Tal como o doente ainda possui dignidade humana apesar de
não conseguir exercer as suas capacidades humanas, o acto conjugal estéril entre
um marido e a mulher possui a mesma dignidade, precisamente porque actualiza a
mesma união misteriosa e profunda que é, pela sua natureza, ordenada para a
criação de uma pessoa única e insubstituível que, literalmente, encarna a
união.
Dada a natureza sagrada da conjugalidade, um conceito que
em tempos era aceite sem qualquer controvérsia por praticamente toda a gente, a
exclusividade e a permanência fazem todo o sentido, especialmente para quem
acredita que as crianças não só se criam melhor com, como têm direito a, um pai
e uma mãe, ligados um ao outro sob a autoridade de uma aliança cujos contornos
não têm competência para dissolver ou mudarem meramente pelo consentimento.
Claro que tudo isto – conjugalidade, permanência e
exclusividade – já não é um dado adquirido e, para muitos dos cidadãos cuja
moral se formou na cultura pós anos 60, pode parecer literalmente incompreensível.
Com a entrada em vigor das leis de divórcio sem
culpabilidade, no início dos anos 70, a permanência começou a dissipar. A
exclusividade seguiu rapidamente o mesmo caminho. A revolução sexual trouxe
consigo não só o desvendar da moral que condenava a fornicação, mas também os
conceitos de “swinging”, casamentos “abertos” e mesmo o poliamor. As violações
da exclusividade começaram a ser vistas não como intrinsecamente erradas, mas
erradas apenas na medida em que os esposos não davam o seu consentimento.
Sem grandes surpresas, estas mudanças levaram à proliferação
de nascimentos fora do casamento, mães solteiras (com filhos de uma variedade
de pais diferentes), famílias destroçadas e famílias mistas.
Consequentemente, não permaneceu nada de especial no
casamento. Todas as relações podem, em princípio, ser quebradas, religadas ou
removidas desde que exista consentimento dos adultos envolvidos. Contudo,
aqueles que não podem consentir, como as crianças, podem ser eliminadas
(através do aborto) ou, como qualquer propriedade comum, distribuídos de forma
equitativa pelas partes interessadas através de procedimentos judiciais.

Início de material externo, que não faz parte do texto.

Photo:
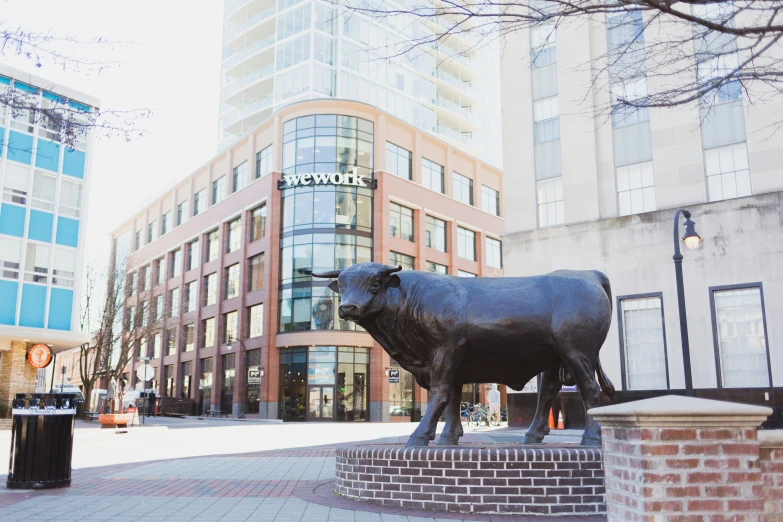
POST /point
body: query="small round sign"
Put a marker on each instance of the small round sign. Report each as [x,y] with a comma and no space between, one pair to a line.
[145,372]
[39,356]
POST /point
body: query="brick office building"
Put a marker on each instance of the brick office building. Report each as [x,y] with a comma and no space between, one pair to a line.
[227,254]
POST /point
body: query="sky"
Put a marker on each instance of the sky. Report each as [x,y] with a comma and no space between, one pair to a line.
[169,65]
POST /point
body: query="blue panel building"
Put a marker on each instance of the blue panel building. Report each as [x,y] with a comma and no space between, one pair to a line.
[44,186]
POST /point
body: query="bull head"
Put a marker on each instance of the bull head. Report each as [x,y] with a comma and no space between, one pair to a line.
[362,288]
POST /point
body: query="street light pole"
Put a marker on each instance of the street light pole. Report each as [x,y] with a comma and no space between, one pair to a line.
[692,240]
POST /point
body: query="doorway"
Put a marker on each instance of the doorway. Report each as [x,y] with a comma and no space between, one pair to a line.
[320,403]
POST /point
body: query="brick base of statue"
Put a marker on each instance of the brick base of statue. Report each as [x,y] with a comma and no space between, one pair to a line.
[501,479]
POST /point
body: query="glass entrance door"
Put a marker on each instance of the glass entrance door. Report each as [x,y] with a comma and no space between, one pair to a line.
[320,403]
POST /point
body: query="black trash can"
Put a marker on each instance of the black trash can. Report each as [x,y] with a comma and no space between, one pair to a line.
[41,440]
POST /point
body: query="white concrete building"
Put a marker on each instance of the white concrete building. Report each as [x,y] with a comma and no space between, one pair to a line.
[582,192]
[276,52]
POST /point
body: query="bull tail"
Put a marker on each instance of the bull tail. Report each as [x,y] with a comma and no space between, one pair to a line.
[603,380]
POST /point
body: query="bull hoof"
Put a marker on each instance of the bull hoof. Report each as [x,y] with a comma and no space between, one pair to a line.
[532,439]
[591,441]
[448,440]
[415,442]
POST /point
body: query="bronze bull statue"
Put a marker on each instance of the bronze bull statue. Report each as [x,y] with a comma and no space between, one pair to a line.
[449,331]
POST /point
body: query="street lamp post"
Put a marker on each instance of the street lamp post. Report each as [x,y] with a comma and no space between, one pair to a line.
[692,240]
[240,413]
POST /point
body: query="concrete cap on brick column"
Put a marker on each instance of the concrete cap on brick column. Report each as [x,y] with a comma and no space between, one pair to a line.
[676,410]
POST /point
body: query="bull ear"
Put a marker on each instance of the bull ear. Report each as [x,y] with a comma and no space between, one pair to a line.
[393,281]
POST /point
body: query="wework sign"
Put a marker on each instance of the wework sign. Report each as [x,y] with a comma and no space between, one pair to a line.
[351,179]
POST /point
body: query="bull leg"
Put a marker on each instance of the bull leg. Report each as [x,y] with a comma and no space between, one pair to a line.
[453,429]
[550,386]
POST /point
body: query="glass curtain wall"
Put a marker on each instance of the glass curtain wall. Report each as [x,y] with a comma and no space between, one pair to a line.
[324,227]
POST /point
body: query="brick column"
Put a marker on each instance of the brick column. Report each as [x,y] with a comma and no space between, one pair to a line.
[771,455]
[678,458]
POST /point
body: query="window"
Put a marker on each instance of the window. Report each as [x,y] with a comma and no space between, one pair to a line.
[174,302]
[199,200]
[151,232]
[44,188]
[176,263]
[10,258]
[494,253]
[255,321]
[70,198]
[191,296]
[490,200]
[643,343]
[17,181]
[160,307]
[234,237]
[188,337]
[728,174]
[466,243]
[264,162]
[435,232]
[398,160]
[401,222]
[192,250]
[230,327]
[258,223]
[181,209]
[218,187]
[171,342]
[395,259]
[36,263]
[636,188]
[550,202]
[160,270]
[432,175]
[209,332]
[232,281]
[187,376]
[239,176]
[165,222]
[210,289]
[157,344]
[436,268]
[463,188]
[256,265]
[64,269]
[738,316]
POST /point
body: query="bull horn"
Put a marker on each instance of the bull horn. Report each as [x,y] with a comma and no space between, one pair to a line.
[328,275]
[392,269]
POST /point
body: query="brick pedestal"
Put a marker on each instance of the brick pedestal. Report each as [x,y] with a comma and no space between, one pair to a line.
[678,458]
[771,456]
[546,479]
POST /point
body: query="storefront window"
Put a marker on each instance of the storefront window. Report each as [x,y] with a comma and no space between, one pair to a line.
[252,390]
[324,226]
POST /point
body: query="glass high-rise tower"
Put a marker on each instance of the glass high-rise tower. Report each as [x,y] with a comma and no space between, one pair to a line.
[279,51]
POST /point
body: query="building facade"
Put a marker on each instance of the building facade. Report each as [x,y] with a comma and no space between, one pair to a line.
[44,205]
[584,192]
[279,51]
[225,259]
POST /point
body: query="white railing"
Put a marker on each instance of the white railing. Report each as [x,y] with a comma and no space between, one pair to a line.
[242,55]
[250,22]
[248,109]
[234,87]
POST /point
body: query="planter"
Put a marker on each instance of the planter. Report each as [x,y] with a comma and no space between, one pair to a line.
[115,420]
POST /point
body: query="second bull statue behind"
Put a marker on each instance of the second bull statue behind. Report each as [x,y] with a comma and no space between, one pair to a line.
[449,331]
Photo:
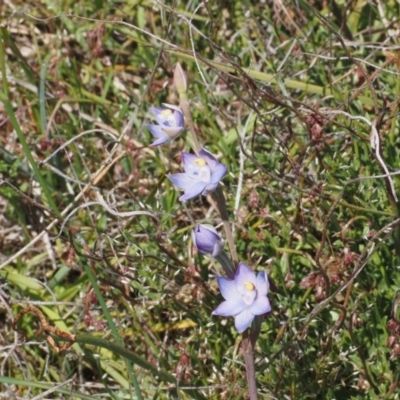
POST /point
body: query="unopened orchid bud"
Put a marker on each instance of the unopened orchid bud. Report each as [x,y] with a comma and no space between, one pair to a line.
[180,79]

Dada esta trajectória, porque é que a conjugalidade há-de
se manter? É precisamente isso que insinua a retórica de quem apoia o
reconhecimento legal das uniões entre pessoas do mesmo sexo. Isto faz todo o
sentido para muitos dos nossos concidadãos, à luz da sua experiência pessoal de
terem crescido numa cultura em que lhes foi ensinado que o “casamento” é um
artefacto moldado pela nossa vontade e não uma instituição sagrada que não
inventámos e à qual as nossas vontades e os nossos corpos ficam sujeitos quando
a ela aderimos.
O que nos leva a uma das grandes ironias do nosso tempo.
Recentemente um pasteleiro no Colorado foi avisado pelo Estado de que não se
podia recusar a fazer e decorar um bolo para um casal do mesmo sexo que se
tinha “casado” no Massachusetts, mas ia fazer a festa no Colorado onde,
actualmente, essas uniões não são reconhecidas. O pasteleiro tinha-se recusado,
por não poder, em consciência, apoiar materialmente um evento litúrgico que as
suas crenças teológicas consideram gravemente imoral.

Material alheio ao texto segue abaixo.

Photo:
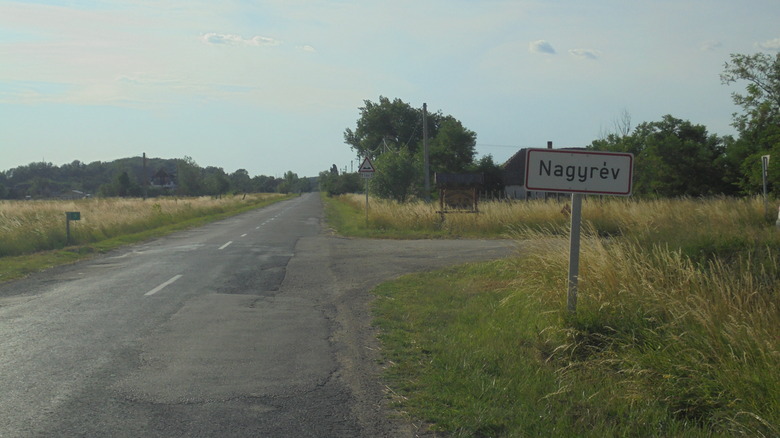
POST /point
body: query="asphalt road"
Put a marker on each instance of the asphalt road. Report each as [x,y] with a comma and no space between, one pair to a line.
[257,325]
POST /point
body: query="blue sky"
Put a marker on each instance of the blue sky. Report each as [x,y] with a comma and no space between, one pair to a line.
[270,86]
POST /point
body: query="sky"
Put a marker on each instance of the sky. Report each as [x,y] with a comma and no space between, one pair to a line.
[270,85]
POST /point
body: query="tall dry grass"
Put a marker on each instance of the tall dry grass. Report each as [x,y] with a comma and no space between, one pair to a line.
[700,335]
[30,226]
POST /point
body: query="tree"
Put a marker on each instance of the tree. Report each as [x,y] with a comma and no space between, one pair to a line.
[398,175]
[215,181]
[452,149]
[333,183]
[492,172]
[189,177]
[388,122]
[759,123]
[673,157]
[395,127]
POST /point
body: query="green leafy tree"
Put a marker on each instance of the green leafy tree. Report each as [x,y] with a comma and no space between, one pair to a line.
[452,150]
[390,126]
[492,172]
[759,123]
[188,177]
[673,157]
[398,175]
[394,123]
[333,183]
[215,181]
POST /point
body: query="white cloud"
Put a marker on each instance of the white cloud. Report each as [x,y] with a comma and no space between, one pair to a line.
[541,46]
[711,45]
[238,40]
[770,45]
[585,53]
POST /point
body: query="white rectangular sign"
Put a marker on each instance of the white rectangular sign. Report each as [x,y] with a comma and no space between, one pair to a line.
[575,171]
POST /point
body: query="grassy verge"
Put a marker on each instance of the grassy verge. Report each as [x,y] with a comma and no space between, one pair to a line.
[677,331]
[108,224]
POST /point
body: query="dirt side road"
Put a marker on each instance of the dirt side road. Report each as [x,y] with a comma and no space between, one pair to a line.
[349,269]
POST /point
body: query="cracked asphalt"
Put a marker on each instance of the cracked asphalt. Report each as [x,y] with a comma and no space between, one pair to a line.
[257,325]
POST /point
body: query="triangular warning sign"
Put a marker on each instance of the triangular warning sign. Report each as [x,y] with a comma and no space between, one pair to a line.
[367,166]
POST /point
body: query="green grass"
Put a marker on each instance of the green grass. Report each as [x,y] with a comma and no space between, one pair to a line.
[677,330]
[17,266]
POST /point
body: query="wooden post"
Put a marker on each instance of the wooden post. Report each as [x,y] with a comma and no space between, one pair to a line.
[574,251]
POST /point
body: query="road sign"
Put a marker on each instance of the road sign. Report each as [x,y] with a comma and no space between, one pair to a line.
[575,171]
[366,167]
[578,172]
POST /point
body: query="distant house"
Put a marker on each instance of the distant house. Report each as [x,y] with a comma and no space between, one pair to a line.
[163,180]
[514,178]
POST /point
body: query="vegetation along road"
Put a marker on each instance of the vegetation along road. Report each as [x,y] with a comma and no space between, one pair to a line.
[257,325]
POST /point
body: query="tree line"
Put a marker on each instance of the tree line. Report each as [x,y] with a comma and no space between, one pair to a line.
[673,157]
[127,177]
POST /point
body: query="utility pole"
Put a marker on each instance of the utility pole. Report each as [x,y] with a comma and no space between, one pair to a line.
[426,163]
[146,178]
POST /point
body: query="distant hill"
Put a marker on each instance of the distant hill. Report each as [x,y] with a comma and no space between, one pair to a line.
[127,177]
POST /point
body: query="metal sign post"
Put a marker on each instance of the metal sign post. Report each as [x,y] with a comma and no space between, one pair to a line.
[764,170]
[578,172]
[366,170]
[70,216]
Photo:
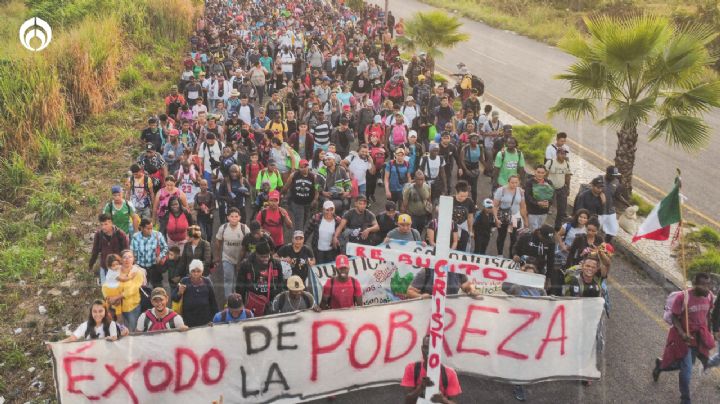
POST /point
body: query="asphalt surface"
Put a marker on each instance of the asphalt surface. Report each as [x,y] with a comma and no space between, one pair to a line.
[635,335]
[518,74]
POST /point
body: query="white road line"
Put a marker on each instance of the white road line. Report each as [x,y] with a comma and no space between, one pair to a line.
[488,56]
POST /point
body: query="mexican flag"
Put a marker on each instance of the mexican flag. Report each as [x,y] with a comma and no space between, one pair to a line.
[666,213]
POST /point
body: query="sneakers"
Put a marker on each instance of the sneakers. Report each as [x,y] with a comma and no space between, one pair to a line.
[519,392]
[656,371]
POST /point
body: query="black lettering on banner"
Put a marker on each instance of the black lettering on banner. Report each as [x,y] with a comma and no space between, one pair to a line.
[275,368]
[256,329]
[282,334]
[245,392]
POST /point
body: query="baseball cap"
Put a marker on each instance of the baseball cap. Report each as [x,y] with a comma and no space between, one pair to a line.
[295,283]
[404,219]
[196,264]
[158,292]
[235,301]
[341,261]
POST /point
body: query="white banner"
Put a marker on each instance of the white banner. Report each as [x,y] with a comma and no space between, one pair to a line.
[384,282]
[297,357]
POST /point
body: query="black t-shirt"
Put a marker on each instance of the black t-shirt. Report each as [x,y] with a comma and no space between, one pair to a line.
[302,189]
[300,264]
[462,209]
[356,220]
[249,243]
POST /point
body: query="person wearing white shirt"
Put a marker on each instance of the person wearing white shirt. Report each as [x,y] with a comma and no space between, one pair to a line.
[358,164]
[560,142]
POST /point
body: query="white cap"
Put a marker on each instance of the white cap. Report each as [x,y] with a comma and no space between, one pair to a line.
[196,264]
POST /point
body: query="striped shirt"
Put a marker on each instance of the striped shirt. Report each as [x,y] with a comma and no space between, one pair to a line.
[145,248]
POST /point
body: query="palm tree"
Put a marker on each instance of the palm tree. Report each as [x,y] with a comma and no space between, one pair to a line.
[430,32]
[641,69]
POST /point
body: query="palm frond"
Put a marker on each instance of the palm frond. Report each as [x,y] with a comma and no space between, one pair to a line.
[628,113]
[574,108]
[689,133]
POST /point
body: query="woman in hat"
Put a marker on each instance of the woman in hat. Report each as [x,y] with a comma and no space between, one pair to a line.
[197,296]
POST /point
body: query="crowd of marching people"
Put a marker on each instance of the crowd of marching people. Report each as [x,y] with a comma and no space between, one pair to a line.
[293,121]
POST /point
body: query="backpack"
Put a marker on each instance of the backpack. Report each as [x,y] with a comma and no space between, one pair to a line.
[224,315]
[399,134]
[466,82]
[443,375]
[667,313]
[153,323]
[332,286]
[378,156]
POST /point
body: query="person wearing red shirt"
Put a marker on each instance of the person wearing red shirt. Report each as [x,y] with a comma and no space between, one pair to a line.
[342,290]
[415,380]
[272,218]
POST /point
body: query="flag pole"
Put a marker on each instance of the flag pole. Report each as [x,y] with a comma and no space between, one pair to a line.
[683,264]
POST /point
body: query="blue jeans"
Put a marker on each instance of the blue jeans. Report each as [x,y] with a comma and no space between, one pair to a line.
[715,359]
[131,318]
[228,278]
[685,366]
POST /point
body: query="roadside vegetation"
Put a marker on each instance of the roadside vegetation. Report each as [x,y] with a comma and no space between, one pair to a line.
[69,118]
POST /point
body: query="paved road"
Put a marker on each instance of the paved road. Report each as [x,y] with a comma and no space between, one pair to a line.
[518,75]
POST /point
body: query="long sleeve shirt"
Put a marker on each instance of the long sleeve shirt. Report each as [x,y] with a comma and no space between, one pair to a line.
[146,248]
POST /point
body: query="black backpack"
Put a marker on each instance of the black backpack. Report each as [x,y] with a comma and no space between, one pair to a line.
[443,376]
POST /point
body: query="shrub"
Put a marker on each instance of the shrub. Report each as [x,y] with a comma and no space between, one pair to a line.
[644,207]
[129,77]
[50,206]
[707,262]
[49,153]
[533,140]
[706,236]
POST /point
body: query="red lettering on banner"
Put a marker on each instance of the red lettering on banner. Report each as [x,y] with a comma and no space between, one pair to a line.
[120,381]
[495,274]
[394,324]
[532,316]
[559,311]
[360,252]
[72,378]
[163,385]
[319,350]
[439,268]
[433,361]
[448,325]
[179,353]
[467,330]
[353,343]
[205,366]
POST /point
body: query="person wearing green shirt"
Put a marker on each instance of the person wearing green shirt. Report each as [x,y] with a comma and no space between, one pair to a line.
[270,174]
[509,161]
[120,211]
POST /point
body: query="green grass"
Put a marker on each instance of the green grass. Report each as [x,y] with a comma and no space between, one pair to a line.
[707,236]
[707,262]
[644,207]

Estranhamente, com o fim das condições de exclusividade e
permanência, e agora de conjugalidade, esta decisão significa que cada parceiro
de um casamento legalmente reconhecido (ou união de facto) tem literalmente
menos obrigações legais um para o outro do que o pasteleiro tem para com o
casal. Aparentemente, o Estado acredita que a preservação da relação entre o
pasteleiro e o “casal” homossexual é de maior importância para a causa da
justiça pública do que fazer o mesmo para as relações que afirma estar a
defender.
Dito de outra maneira: É mais difícil para um pasteleiro
no Colorado deixar os seus clientes, do que os parceiros num “casamento”
homossexual no Massachusetts deixaram-se um ao outro.
(Publicado pela primeira vez na Sexta-feira, 20 de Junho
de 2014 em The
Catholic Thing)
Francis
J. Beckwith é professor de Filosofia e Estudos Estado-Igreja na
Universidade de Baylor. É
autor de Politics
for Christians: Statecraft as Soulcraft, e (juntamente com Robert P. George
e Susan McWilliams), A Second Look at
First Things: A Case for Conservative Politics, a festschrift in honor of
Hadley Arkes.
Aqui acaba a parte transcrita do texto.